Robo advisors are no match for humans… they just don’t have the ability to handle tough investment strategies beyond equities, mutual funds and ETFs. Or at least, that’s the theory.
Now it seems that in practice that might all be about to change.
That’s because a new partnership has been formed between Adhesion Wealth Advisor, Riskalyze and TD Ameritrade which is aimed at bringing “the industry’s first and only open-architecture digital advice platform” to life for investment advisors.
Built on Adhesion’s unified managed account systems, the product will give advisors the ability to allocate client assets to different managers from within a single account.
According to Aaron Klein, the CEO of Riskalyze, the service will assist advisors because it will help them avoid opening accounts with each asset manager. He believes that life will be improved for clients because they will simply get one statement from one account. Effectively this bridges the gap with robo advisors because now it is possible to blend liquid and tactical strategies with the rest of the portfolio.

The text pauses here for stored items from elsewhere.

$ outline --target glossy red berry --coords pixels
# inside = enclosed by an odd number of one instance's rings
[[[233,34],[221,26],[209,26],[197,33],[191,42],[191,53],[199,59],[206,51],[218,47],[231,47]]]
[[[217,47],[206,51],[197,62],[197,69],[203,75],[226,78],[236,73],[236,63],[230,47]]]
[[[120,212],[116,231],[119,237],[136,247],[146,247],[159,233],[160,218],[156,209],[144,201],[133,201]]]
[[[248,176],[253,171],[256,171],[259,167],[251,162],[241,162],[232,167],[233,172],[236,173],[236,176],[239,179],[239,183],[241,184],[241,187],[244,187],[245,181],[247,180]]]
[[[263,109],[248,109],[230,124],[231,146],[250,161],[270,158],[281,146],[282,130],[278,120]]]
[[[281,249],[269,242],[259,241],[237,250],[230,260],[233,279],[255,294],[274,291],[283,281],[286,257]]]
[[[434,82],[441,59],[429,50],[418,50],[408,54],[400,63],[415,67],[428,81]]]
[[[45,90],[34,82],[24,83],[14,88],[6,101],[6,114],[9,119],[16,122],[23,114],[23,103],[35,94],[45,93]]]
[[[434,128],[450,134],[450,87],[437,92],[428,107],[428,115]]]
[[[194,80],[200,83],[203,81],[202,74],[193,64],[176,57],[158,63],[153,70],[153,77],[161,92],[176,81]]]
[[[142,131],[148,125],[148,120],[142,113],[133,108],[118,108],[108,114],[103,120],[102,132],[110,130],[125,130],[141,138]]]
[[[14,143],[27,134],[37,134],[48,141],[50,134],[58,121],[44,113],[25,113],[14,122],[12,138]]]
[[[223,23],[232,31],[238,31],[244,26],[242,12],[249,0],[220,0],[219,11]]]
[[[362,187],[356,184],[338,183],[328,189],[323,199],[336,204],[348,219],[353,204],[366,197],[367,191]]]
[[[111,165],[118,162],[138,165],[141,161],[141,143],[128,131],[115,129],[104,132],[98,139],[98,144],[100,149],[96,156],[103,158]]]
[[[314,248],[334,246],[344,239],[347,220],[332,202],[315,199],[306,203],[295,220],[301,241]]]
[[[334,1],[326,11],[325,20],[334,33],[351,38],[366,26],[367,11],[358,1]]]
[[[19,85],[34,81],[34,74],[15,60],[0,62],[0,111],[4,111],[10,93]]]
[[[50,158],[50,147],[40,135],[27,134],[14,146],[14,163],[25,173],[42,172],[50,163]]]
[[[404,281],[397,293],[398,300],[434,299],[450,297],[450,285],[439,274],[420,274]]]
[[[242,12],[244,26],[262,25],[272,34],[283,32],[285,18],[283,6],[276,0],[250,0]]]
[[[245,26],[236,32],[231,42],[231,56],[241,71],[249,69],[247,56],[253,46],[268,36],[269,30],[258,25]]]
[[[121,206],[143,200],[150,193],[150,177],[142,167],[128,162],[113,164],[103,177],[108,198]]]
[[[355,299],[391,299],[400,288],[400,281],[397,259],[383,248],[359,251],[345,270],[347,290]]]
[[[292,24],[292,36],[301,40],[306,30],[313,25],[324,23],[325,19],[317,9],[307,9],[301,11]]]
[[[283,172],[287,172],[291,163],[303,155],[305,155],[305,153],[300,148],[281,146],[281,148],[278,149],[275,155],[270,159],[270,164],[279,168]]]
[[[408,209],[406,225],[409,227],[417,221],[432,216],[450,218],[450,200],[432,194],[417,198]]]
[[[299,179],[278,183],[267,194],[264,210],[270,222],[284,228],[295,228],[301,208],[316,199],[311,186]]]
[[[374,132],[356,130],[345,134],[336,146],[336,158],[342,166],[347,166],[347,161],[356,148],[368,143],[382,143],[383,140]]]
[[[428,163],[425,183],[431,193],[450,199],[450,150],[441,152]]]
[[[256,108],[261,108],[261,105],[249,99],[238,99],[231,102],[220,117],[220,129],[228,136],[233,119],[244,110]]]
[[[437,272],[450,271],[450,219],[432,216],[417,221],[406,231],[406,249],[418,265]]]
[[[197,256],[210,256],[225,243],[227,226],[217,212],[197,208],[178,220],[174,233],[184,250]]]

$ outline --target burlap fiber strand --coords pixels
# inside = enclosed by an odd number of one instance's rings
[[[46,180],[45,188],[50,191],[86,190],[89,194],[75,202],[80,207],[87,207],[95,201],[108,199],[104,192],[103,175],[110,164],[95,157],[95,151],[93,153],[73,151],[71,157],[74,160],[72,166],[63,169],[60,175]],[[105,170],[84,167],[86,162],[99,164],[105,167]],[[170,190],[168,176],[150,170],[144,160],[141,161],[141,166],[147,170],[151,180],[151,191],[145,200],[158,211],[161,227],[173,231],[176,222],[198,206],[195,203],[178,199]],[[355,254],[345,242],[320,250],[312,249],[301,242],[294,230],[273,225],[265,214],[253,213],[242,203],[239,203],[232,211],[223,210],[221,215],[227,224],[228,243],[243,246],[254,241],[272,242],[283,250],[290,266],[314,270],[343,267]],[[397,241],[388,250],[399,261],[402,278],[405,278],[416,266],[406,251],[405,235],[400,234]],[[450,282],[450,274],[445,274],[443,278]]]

Advisors will be able to create unique allocation models that use assets from a number of ETF strategists and asset managers – including the likes of BlackRock, CLS Investments, Fortunatus, Horizon, Morningstar and Vanguard.
As such, when integrated with the program, advisors will be able to sync outside assets, open new accounts, e-sign documents and add digital risk analysis.
According to Barrett Ayers, the chief solutions officer of Adhesion, clients will get a true digital experience while enjoying the sophisticated investment strategies that are normally only available from humans.